Zwei größere, halbrunde Konsolen ragen aus der Mauer, um das untere Auflager zu bilden. Darüber befindet sich ein T-förmiger Stein, der die gesamte Breite des Erkers überbrückt. Der mittlere Teil dieses Steines wird gleichzeitig als Sichtschutz und Abflussregulierung verwendet. Leider ist ein Großteil des oberen Teiles nicht mehr vorhanden.
Zwischen Hofbauerturm und Mauervorsprung ist die Stadtmauer optisch in viele kleine Abschnitte geteilt, welche Grundstücksgrenzen relativ deutlich auch in der Oberfläche zu Tage treten lassen.
Das Gelände ist vor der Mauer terrassiert. Verschiedenste Durchbrüche erschließen die Vorgärten, die alle zusammen eigentlich nicht mehr als Gärten genützt werden.
Manche Durchbrüche werden schon lange nicht mehr genützt und geben kein gutes Bild ab.
Der Mauervorsprung sieht aus wie ein Turm ist aber keiner.
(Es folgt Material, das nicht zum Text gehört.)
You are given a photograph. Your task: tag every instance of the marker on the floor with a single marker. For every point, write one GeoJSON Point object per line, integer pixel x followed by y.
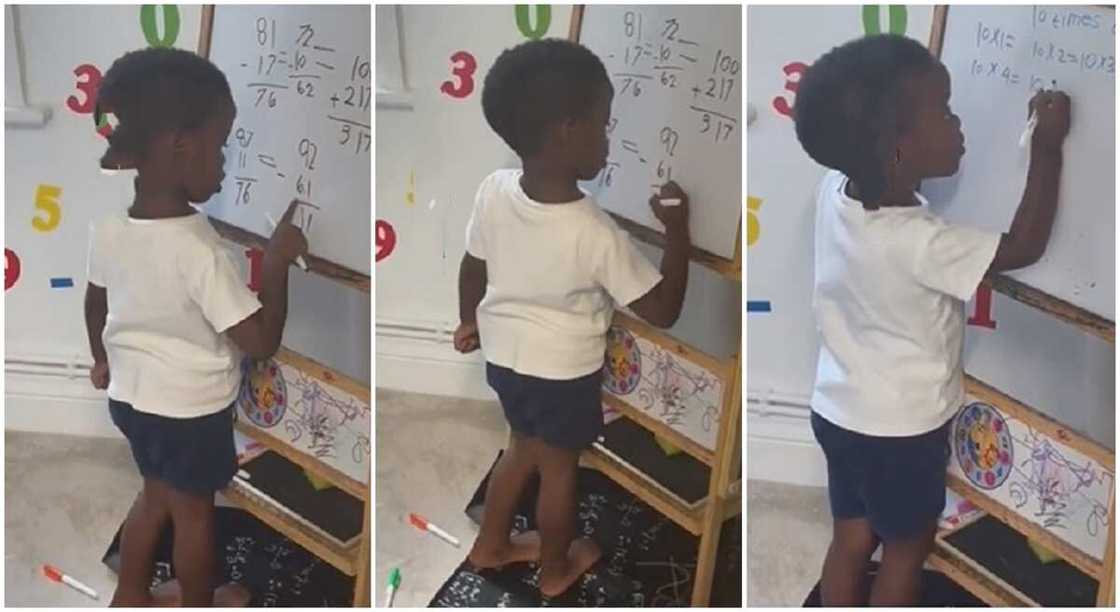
{"type": "Point", "coordinates": [56, 575]}
{"type": "Point", "coordinates": [421, 524]}
{"type": "Point", "coordinates": [394, 583]}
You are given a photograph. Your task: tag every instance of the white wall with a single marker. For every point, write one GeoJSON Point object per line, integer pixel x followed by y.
{"type": "Point", "coordinates": [46, 325]}
{"type": "Point", "coordinates": [447, 146]}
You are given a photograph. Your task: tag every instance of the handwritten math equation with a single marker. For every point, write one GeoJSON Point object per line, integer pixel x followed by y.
{"type": "Point", "coordinates": [296, 72]}
{"type": "Point", "coordinates": [660, 58]}
{"type": "Point", "coordinates": [1000, 46]}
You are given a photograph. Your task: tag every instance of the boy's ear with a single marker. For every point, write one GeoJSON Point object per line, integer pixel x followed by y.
{"type": "Point", "coordinates": [183, 142]}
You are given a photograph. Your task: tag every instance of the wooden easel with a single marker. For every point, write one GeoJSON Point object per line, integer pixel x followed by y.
{"type": "Point", "coordinates": [953, 563]}
{"type": "Point", "coordinates": [353, 561]}
{"type": "Point", "coordinates": [725, 495]}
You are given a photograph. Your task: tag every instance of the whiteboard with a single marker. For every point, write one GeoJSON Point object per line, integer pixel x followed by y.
{"type": "Point", "coordinates": [997, 57]}
{"type": "Point", "coordinates": [300, 77]}
{"type": "Point", "coordinates": [678, 80]}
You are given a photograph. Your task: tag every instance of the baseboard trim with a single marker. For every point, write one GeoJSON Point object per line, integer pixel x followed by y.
{"type": "Point", "coordinates": [781, 448]}
{"type": "Point", "coordinates": [432, 368]}
{"type": "Point", "coordinates": [52, 405]}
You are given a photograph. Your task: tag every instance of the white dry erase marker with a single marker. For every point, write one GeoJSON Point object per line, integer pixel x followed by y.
{"type": "Point", "coordinates": [299, 259]}
{"type": "Point", "coordinates": [422, 524]}
{"type": "Point", "coordinates": [666, 201]}
{"type": "Point", "coordinates": [1033, 121]}
{"type": "Point", "coordinates": [56, 575]}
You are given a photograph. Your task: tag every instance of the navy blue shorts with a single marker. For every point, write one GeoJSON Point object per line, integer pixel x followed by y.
{"type": "Point", "coordinates": [194, 455]}
{"type": "Point", "coordinates": [567, 414]}
{"type": "Point", "coordinates": [896, 483]}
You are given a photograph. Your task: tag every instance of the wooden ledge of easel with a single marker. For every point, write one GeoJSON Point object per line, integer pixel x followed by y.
{"type": "Point", "coordinates": [318, 467]}
{"type": "Point", "coordinates": [1038, 420]}
{"type": "Point", "coordinates": [728, 268]}
{"type": "Point", "coordinates": [317, 265]}
{"type": "Point", "coordinates": [1055, 430]}
{"type": "Point", "coordinates": [659, 428]}
{"type": "Point", "coordinates": [1075, 315]}
{"type": "Point", "coordinates": [346, 559]}
{"type": "Point", "coordinates": [974, 578]}
{"type": "Point", "coordinates": [725, 370]}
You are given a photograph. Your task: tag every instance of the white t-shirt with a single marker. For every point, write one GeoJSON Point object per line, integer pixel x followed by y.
{"type": "Point", "coordinates": [173, 289]}
{"type": "Point", "coordinates": [888, 295]}
{"type": "Point", "coordinates": [554, 272]}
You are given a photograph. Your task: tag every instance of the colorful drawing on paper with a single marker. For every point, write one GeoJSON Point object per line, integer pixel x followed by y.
{"type": "Point", "coordinates": [263, 397]}
{"type": "Point", "coordinates": [983, 445]}
{"type": "Point", "coordinates": [327, 423]}
{"type": "Point", "coordinates": [665, 387]}
{"type": "Point", "coordinates": [624, 362]}
{"type": "Point", "coordinates": [1045, 481]}
{"type": "Point", "coordinates": [310, 415]}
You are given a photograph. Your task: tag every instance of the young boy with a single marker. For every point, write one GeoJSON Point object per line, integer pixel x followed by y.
{"type": "Point", "coordinates": [168, 316]}
{"type": "Point", "coordinates": [543, 271]}
{"type": "Point", "coordinates": [890, 285]}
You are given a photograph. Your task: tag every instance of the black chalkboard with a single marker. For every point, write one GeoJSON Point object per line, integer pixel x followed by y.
{"type": "Point", "coordinates": [647, 559]}
{"type": "Point", "coordinates": [1005, 553]}
{"type": "Point", "coordinates": [681, 473]}
{"type": "Point", "coordinates": [276, 571]}
{"type": "Point", "coordinates": [335, 511]}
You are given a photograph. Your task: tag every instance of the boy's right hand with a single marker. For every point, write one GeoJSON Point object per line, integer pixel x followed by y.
{"type": "Point", "coordinates": [288, 241]}
{"type": "Point", "coordinates": [99, 376]}
{"type": "Point", "coordinates": [1052, 111]}
{"type": "Point", "coordinates": [675, 219]}
{"type": "Point", "coordinates": [466, 337]}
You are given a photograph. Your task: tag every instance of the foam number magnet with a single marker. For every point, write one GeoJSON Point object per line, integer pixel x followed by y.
{"type": "Point", "coordinates": [793, 72]}
{"type": "Point", "coordinates": [385, 240]}
{"type": "Point", "coordinates": [46, 200]}
{"type": "Point", "coordinates": [148, 19]}
{"type": "Point", "coordinates": [255, 268]}
{"type": "Point", "coordinates": [873, 19]}
{"type": "Point", "coordinates": [543, 20]}
{"type": "Point", "coordinates": [11, 269]}
{"type": "Point", "coordinates": [89, 80]}
{"type": "Point", "coordinates": [754, 229]}
{"type": "Point", "coordinates": [981, 316]}
{"type": "Point", "coordinates": [463, 68]}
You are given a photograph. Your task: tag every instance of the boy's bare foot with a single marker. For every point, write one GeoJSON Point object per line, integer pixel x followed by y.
{"type": "Point", "coordinates": [523, 547]}
{"type": "Point", "coordinates": [581, 556]}
{"type": "Point", "coordinates": [169, 594]}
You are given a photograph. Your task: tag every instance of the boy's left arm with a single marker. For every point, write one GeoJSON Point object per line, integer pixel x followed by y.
{"type": "Point", "coordinates": [472, 288]}
{"type": "Point", "coordinates": [96, 311]}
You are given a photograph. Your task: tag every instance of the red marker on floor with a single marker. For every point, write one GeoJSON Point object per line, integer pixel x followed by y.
{"type": "Point", "coordinates": [56, 575]}
{"type": "Point", "coordinates": [422, 524]}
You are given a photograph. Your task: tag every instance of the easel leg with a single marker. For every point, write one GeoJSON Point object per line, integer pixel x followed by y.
{"type": "Point", "coordinates": [1107, 589]}
{"type": "Point", "coordinates": [362, 580]}
{"type": "Point", "coordinates": [707, 553]}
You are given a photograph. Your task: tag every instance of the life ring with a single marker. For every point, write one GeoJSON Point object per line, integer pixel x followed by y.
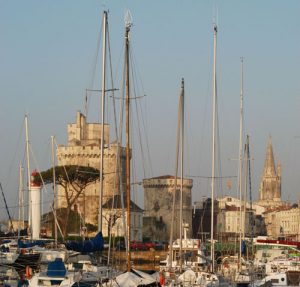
{"type": "Point", "coordinates": [161, 279]}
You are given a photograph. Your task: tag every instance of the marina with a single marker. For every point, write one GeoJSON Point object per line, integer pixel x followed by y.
{"type": "Point", "coordinates": [97, 212]}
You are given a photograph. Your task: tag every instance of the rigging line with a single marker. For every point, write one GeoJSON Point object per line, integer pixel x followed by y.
{"type": "Point", "coordinates": [96, 55]}
{"type": "Point", "coordinates": [209, 177]}
{"type": "Point", "coordinates": [143, 121]}
{"type": "Point", "coordinates": [138, 123]}
{"type": "Point", "coordinates": [175, 184]}
{"type": "Point", "coordinates": [121, 118]}
{"type": "Point", "coordinates": [11, 166]}
{"type": "Point", "coordinates": [112, 84]}
{"type": "Point", "coordinates": [7, 210]}
{"type": "Point", "coordinates": [147, 141]}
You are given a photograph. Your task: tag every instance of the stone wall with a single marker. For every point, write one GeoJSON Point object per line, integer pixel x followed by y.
{"type": "Point", "coordinates": [158, 203]}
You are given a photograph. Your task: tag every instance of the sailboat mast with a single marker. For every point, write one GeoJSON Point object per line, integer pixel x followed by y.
{"type": "Point", "coordinates": [214, 122]}
{"type": "Point", "coordinates": [181, 175]}
{"type": "Point", "coordinates": [127, 30]}
{"type": "Point", "coordinates": [54, 191]}
{"type": "Point", "coordinates": [240, 161]}
{"type": "Point", "coordinates": [21, 200]}
{"type": "Point", "coordinates": [102, 119]}
{"type": "Point", "coordinates": [28, 177]}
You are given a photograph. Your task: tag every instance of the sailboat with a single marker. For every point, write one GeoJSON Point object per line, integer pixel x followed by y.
{"type": "Point", "coordinates": [184, 253]}
{"type": "Point", "coordinates": [130, 277]}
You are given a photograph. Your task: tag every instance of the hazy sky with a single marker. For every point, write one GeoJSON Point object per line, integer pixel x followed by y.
{"type": "Point", "coordinates": [48, 53]}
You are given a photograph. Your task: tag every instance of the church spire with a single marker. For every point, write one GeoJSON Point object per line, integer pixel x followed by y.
{"type": "Point", "coordinates": [269, 169]}
{"type": "Point", "coordinates": [270, 186]}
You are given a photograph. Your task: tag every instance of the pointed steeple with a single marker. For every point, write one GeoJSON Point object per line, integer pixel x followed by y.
{"type": "Point", "coordinates": [269, 169]}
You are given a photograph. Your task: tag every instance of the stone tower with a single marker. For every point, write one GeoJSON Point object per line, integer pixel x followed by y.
{"type": "Point", "coordinates": [270, 186]}
{"type": "Point", "coordinates": [84, 149]}
{"type": "Point", "coordinates": [158, 203]}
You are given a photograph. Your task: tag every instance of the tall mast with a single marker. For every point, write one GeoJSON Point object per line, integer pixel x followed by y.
{"type": "Point", "coordinates": [175, 188]}
{"type": "Point", "coordinates": [241, 162]}
{"type": "Point", "coordinates": [127, 30]}
{"type": "Point", "coordinates": [54, 191]}
{"type": "Point", "coordinates": [102, 119]}
{"type": "Point", "coordinates": [21, 200]}
{"type": "Point", "coordinates": [28, 177]}
{"type": "Point", "coordinates": [181, 175]}
{"type": "Point", "coordinates": [214, 122]}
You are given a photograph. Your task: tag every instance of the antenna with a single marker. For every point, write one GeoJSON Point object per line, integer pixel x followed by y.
{"type": "Point", "coordinates": [128, 18]}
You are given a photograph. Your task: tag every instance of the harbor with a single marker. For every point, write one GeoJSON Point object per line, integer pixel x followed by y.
{"type": "Point", "coordinates": [139, 176]}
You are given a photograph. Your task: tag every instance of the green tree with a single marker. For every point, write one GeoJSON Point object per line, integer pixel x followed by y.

In der Renaissancezeit (15. und 16. Jahrhundert) wird er mit Zierzinnen aus Ziegeln und kleinen Pfefferbüchsen an den Ecken ausgestattet, wovon nur mehr eine übrig geblieben ist.
Er ist auf zwei Seiten so stark überwuchert, dass man kein Mauerwerk erkennen kann.
Der Bildvergleich zwischen dem Jahre 2009 mit 2016 zeigt, dass der Bewuchs stark zunimmt.
Zwischen Mauervorsprung und Antonturm fallen neben dem Mauervorsprung drei Rohre auf, die zu einem Durchbruch für die Hochspannungsleitung gehören. In diesem Bereich der Stadtmauer sind wesentlich mehr große Steine vorhanden.
In weiterer Folge kommen vier Stützpfeiler ins Blickfeld. Die Stadtmauer macht beim Mauervorsprung einen leichten Knick und verläuft Richtung Antonturm. Die Vorgärten werden in diesem Bereich breiter.
Die überdachte Talbergstiege bringt uns wieder zum Ausgangspunkt beim Antonturm.
ACHTUNG: Kinderwagenfahrer können die Stiege Richtung Evangelische Kirche umfahren.